ECLESALIA, 10/03/17.- Por el día internacional de la mujer y la persistente violencia contra ella, se convocó para el 8 de marzo un paro general de mujeres en, por lo menos, 30 países.  Por ello el informe especial del periódico Opinión, del domingo 5 de marzo del 2017, lo dedicó a la mujer y sobre todo al tema del machismo, causa de los feminicidios. Se insistía en este informe también en la educación desde la infancia en la escuela y en la familia, que recrean hoy todavía el modelo patriarcal, pero no se decía nada del modelo patriarcal de la Iglesia Católica.

Nadie parece decir nada, por aquello de que la Iglesia es sagrada y de que la Iglesia siempre tiene la verdad y no hay que meterse con ella.

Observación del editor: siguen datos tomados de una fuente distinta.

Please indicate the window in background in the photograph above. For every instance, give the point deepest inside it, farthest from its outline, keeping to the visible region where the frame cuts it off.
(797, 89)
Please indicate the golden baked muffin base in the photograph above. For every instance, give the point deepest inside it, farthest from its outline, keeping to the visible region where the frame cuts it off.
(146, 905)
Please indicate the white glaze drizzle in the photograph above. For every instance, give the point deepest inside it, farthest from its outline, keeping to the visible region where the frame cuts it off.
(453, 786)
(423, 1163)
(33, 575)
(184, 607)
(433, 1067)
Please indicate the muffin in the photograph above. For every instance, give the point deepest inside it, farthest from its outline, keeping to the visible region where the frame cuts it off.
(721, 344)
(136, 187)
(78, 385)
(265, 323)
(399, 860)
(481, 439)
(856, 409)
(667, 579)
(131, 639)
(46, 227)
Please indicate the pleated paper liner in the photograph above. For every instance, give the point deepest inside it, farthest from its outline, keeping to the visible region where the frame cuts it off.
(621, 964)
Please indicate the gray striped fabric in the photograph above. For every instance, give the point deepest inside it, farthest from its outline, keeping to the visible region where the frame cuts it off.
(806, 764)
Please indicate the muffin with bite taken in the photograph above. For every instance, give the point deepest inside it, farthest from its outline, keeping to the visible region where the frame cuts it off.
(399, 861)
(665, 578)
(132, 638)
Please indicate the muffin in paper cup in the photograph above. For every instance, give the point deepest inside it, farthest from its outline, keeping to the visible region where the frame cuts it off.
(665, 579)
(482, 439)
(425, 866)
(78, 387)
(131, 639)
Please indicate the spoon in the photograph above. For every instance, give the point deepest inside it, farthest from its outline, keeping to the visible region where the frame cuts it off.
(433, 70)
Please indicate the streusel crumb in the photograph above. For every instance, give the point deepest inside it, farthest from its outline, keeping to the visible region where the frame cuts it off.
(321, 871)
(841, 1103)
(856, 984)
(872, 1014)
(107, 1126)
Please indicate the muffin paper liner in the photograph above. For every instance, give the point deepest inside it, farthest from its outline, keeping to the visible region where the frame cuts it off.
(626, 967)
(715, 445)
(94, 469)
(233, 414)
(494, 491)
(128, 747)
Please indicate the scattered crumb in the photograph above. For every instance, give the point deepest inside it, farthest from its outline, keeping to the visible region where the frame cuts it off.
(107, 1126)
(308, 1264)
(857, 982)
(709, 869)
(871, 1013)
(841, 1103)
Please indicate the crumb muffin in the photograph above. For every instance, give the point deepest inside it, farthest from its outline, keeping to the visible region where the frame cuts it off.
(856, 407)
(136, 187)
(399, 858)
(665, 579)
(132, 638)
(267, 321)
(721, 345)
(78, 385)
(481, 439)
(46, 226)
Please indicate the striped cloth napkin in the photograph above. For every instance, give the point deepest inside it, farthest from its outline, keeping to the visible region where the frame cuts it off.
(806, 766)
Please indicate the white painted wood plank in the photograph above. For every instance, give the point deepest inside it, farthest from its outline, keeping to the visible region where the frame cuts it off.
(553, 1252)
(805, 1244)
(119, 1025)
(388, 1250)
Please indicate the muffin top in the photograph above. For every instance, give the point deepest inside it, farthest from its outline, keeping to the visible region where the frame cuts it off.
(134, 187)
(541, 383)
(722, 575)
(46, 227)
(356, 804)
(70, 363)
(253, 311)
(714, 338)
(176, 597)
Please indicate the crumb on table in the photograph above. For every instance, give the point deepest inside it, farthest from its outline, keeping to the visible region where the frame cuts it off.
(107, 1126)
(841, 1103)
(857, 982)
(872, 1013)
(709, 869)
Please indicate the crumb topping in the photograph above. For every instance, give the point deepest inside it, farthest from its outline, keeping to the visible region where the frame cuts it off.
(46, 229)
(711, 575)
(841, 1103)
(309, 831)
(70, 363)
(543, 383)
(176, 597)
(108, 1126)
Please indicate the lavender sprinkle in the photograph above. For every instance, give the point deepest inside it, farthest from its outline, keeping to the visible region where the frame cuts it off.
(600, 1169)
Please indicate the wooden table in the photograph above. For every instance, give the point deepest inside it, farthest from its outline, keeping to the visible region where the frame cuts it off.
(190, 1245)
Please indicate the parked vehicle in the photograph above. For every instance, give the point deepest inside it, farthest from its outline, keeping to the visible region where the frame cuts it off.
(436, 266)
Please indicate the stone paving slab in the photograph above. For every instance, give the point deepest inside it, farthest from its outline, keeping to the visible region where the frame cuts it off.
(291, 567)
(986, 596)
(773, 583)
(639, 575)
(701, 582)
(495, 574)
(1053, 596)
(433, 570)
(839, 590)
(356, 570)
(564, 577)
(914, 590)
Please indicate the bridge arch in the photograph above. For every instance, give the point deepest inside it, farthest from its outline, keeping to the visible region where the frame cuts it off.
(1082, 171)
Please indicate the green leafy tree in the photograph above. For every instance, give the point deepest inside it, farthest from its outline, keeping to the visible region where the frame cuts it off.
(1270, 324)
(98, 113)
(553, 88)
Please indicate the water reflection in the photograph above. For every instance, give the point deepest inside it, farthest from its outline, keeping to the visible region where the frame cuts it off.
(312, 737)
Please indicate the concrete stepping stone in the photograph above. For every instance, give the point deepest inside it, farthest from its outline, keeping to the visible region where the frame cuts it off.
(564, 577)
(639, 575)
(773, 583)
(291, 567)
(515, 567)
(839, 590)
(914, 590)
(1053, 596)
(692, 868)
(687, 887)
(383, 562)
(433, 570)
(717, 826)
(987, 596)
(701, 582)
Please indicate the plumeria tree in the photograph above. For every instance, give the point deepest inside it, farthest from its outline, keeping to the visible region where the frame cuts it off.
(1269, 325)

Ya hace 400  años que Miguel de Cervantes ponía en palabras de don Quijote: “Con la Iglesia hemos topado Sancho”.

La Iglesia Católica ha sido y siegue siendo eminentemente educadora y sigue teniendo  prestigio en nuestro medio, transmitiéndonos una imagen patriarcal y profundamente machista.

Siempre vemos en los cargos de dirección de la Iglesia a varones. En todos los actos litúrgicos la figura del varón es predominante, siendo las mujeres excluidas.  Muchas religiosas siguen apoyando este modelo de iglesia, estando en un segundo plano para servir a los sacerdotes o a su sombra  en las múltiples actividades pastorales. Pareciera que las mujeres no están a la altura de los varones en las responsabilidades de la Iglesia, y sin voz ni voto como a tantas cristianas y cristianos como de segunda categoría.

Todo ello muy lejos del mensaje de Jesús, quien trató por igual a mujeres que a varones, promoviéndolas en su grupo, y al mismo nivel para transmitir su mensaje que a los varones. Respetó y valorizó como nadie la dignidad de todas las personas,  sobre todo de las mujeres tan minusvaloradas en si sociedad judía y palestina.

Lo vemos respetando y dialogando con una mujer samaritana, por lo tanto hereje para los judíos, y con una adúltera que tenía que ser apedreada por varones mucho más adúlteros que ella, acogiendo igualmente a prostitutas y a extrajeras a lo largo de su vida pública, todas tan dignas como el sumo pontífice.

¿Dónde quedan aquellos cambios que propiciaba hace más de 2000 años el sencillo laico de Nazaret? (Eclesalia Informativo autoriza y recomienda la difusión de sus artículos, indicando su procedencia).